Inovasi yang tersaji dalam pertunjukan kuda lumping ini tentunya tidak lepas dari jerih payah para pelaku seni kuda lumping yang ada di Banyumas. Salah satunya bernama Rama Nadim.
Saat ditemui dikediamannya, Senin (13/1/2020), lelaki berusia 58 tahun itu dengan senang hati mengungkapkan jika dirinya sudah bertahun-tahun menjadi dalang kuda lumping demi melestarikan dan menularkan kesenian kuda lumping kepada generasi muda agar kesenian ini tidak punah ditengah arus globalisasi.
“Ya sudah tahunan mas saya jadi dalang ebeg, saya juga punya grup ebeg yang murni dari segi pemain ebeg, sinden, dan juga pemain music, semuanya campuran ada yang muda dan tua,” kata Rama.
Saat disinggung mengenai banyaknya penonton yang ikut mengalami kesurupan, dirinya mengaku sedikit prihatin. “kalau pribadi ya senang karena mereka memiliki indang ebeg, tapi juga sedikit prihatin karena kesenian ebeg ini bukan hanya sekedar mendem saja, tapi lebih ke olah tari dan juga musik yang mengiringi,” katanya.

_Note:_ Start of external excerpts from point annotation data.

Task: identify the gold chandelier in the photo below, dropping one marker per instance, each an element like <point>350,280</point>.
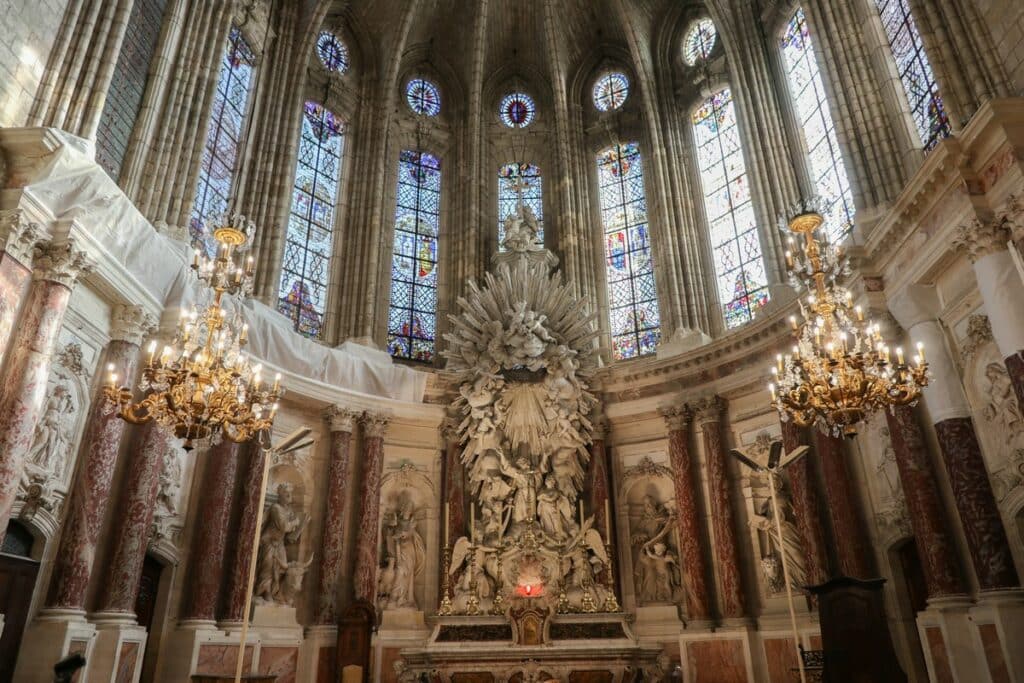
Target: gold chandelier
<point>840,370</point>
<point>203,384</point>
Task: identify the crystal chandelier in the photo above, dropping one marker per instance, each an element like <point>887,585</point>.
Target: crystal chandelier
<point>203,385</point>
<point>840,370</point>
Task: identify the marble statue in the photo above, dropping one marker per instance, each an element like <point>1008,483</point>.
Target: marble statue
<point>284,526</point>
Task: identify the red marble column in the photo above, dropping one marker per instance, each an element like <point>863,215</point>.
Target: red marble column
<point>365,582</point>
<point>806,506</point>
<point>132,531</point>
<point>692,550</point>
<point>88,501</point>
<point>208,552</point>
<point>986,538</point>
<point>251,463</point>
<point>930,532</point>
<point>340,423</point>
<point>23,389</point>
<point>853,552</point>
<point>726,546</point>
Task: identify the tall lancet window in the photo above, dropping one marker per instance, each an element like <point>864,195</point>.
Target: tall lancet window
<point>634,317</point>
<point>513,179</point>
<point>824,158</point>
<point>223,135</point>
<point>309,237</point>
<point>412,316</point>
<point>739,268</point>
<point>914,72</point>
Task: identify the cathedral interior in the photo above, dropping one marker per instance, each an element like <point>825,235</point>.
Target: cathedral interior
<point>494,341</point>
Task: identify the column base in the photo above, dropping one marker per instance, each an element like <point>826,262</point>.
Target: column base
<point>51,636</point>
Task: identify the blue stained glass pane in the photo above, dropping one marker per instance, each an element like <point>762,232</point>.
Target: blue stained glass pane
<point>413,307</point>
<point>217,166</point>
<point>735,246</point>
<point>633,318</point>
<point>302,293</point>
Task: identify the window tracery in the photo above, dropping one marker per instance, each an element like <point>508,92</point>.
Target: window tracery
<point>739,269</point>
<point>634,315</point>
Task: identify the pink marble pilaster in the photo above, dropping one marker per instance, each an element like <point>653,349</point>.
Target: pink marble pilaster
<point>986,538</point>
<point>213,517</point>
<point>134,523</point>
<point>726,546</point>
<point>692,550</point>
<point>852,549</point>
<point>918,479</point>
<point>91,492</point>
<point>340,424</point>
<point>365,582</point>
<point>805,505</point>
<point>23,387</point>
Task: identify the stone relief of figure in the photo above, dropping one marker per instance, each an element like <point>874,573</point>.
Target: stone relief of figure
<point>404,556</point>
<point>283,527</point>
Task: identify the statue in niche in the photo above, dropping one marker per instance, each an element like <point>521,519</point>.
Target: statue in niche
<point>404,556</point>
<point>283,527</point>
<point>788,546</point>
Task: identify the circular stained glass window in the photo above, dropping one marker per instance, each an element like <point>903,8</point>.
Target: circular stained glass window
<point>517,110</point>
<point>423,97</point>
<point>610,91</point>
<point>333,52</point>
<point>699,41</point>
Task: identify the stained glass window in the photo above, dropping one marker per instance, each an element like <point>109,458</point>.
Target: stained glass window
<point>511,179</point>
<point>517,110</point>
<point>309,238</point>
<point>699,41</point>
<point>333,53</point>
<point>739,268</point>
<point>812,111</point>
<point>412,316</point>
<point>914,71</point>
<point>610,91</point>
<point>423,97</point>
<point>223,137</point>
<point>634,318</point>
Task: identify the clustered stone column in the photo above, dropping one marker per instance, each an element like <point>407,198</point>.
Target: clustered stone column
<point>852,549</point>
<point>365,584</point>
<point>23,387</point>
<point>692,550</point>
<point>208,550</point>
<point>133,529</point>
<point>340,423</point>
<point>88,501</point>
<point>726,545</point>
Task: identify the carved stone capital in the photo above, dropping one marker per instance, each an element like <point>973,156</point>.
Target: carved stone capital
<point>340,419</point>
<point>677,418</point>
<point>374,426</point>
<point>60,262</point>
<point>980,238</point>
<point>18,237</point>
<point>131,324</point>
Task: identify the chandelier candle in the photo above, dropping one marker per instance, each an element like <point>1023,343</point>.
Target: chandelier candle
<point>840,370</point>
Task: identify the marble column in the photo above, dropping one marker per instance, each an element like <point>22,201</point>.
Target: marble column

Dia mengaku jika ada penonton yang mendem langsung diobati. “kalau ada penonton yang ikut mendem langsung saya obati karena mereka tanpa memakai atribut seni ebeg dan saya pribadi tidak mau kesenian ini dikotori oleh penonton mendem,” lanjutnya. Kuda lumping memang dianggap sebagai kesenian asli dari banyumas jawa, karena murni tidak terpengaruh budaya lain.

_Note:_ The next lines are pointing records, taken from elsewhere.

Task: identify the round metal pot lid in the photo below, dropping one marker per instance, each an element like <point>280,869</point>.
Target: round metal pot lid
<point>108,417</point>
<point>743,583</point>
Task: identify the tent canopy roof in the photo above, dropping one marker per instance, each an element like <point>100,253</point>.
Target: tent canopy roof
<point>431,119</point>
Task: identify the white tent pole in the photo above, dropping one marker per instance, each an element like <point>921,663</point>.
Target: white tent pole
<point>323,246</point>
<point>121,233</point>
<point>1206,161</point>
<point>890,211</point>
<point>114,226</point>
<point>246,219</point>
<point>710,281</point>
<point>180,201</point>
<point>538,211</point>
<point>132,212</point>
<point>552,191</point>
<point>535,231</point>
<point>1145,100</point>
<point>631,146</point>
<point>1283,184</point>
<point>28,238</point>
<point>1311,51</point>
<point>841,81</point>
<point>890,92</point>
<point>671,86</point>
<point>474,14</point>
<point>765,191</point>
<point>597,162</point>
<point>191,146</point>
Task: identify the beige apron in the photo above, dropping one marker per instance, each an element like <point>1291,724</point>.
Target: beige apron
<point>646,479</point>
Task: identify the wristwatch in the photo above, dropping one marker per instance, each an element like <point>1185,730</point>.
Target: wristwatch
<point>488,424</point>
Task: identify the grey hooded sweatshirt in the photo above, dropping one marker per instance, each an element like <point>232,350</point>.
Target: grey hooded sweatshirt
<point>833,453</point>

Menurut Rama Nadim kalau ada pengaruh dari kesenian lain itu termasuk akulturasi budaya. “kalau ada pengaruh budaya lain ya sudah termasuk akulturasi, seperti halnya calengsai, itu kan dua kebudayaan banyumas dan tiongkok, calung, lengger, dan barongsai, jadinya calengsai,” jelasnya.

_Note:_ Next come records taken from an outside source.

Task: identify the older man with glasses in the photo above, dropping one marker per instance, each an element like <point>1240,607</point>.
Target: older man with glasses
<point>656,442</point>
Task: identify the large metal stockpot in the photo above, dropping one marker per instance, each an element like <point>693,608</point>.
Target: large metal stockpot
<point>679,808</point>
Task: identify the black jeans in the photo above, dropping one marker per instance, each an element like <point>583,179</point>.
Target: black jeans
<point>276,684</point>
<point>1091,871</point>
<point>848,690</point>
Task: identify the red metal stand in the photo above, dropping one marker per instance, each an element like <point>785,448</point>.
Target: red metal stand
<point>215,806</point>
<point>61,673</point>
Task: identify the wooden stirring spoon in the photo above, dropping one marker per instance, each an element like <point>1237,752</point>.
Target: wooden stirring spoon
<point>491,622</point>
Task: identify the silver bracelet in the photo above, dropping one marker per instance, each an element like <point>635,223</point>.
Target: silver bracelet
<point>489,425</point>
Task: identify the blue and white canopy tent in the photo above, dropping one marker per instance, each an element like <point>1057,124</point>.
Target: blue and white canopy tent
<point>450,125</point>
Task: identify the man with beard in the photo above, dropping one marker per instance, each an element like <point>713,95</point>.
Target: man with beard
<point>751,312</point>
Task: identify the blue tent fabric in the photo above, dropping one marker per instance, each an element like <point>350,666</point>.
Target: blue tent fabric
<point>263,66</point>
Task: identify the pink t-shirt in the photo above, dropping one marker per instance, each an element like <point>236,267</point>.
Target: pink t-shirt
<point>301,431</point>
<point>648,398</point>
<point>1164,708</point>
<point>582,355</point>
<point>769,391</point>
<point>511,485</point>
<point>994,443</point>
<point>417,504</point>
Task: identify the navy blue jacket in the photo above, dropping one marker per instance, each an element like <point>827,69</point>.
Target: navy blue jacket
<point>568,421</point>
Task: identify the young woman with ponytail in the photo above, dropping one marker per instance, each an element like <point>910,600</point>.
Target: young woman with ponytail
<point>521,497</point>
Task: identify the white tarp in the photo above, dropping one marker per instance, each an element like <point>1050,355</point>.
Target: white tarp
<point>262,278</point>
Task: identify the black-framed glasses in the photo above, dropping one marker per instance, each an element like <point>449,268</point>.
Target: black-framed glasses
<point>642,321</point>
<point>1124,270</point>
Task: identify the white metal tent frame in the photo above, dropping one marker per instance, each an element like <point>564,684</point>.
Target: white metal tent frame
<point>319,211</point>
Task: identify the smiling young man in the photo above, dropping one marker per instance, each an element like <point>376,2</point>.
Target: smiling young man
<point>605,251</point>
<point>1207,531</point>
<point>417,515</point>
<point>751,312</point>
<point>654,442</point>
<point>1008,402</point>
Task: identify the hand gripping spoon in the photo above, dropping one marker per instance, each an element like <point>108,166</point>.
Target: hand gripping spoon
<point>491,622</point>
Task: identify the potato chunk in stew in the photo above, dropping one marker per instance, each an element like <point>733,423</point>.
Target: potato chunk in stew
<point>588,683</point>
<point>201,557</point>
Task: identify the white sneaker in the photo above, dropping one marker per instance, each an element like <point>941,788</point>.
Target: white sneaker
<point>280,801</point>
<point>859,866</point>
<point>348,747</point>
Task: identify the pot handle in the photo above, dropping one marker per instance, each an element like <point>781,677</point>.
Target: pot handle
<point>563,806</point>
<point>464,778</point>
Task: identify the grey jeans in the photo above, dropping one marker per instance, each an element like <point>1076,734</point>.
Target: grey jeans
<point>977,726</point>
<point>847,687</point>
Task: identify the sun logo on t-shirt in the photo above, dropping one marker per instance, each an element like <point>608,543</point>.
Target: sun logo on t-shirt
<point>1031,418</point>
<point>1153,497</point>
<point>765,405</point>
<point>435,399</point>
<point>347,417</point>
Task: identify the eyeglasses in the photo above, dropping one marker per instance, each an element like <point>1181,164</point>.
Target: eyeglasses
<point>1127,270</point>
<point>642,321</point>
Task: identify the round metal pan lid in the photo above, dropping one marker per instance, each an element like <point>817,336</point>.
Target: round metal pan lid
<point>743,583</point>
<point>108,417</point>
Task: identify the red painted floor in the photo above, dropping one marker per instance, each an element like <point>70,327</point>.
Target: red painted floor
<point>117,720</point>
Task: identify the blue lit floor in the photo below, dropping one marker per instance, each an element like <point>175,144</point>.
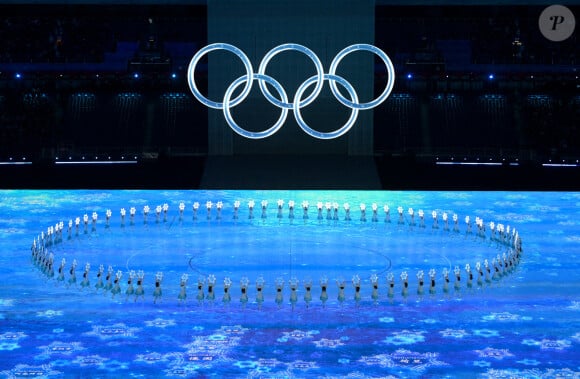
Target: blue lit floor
<point>525,324</point>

Dia berharap kedepannya anak muda sekarang bisa melestarikan budaya, khususnya budaya banyumasan. “Saya berharap kalau anak muda yang ada di Banyumas bisa melestarikan, tidak hanya ebeg saja, tapi semua budaya yang asli Banyumas agar identitas Banyumas tidak hilang,” pungkasnya. (assep)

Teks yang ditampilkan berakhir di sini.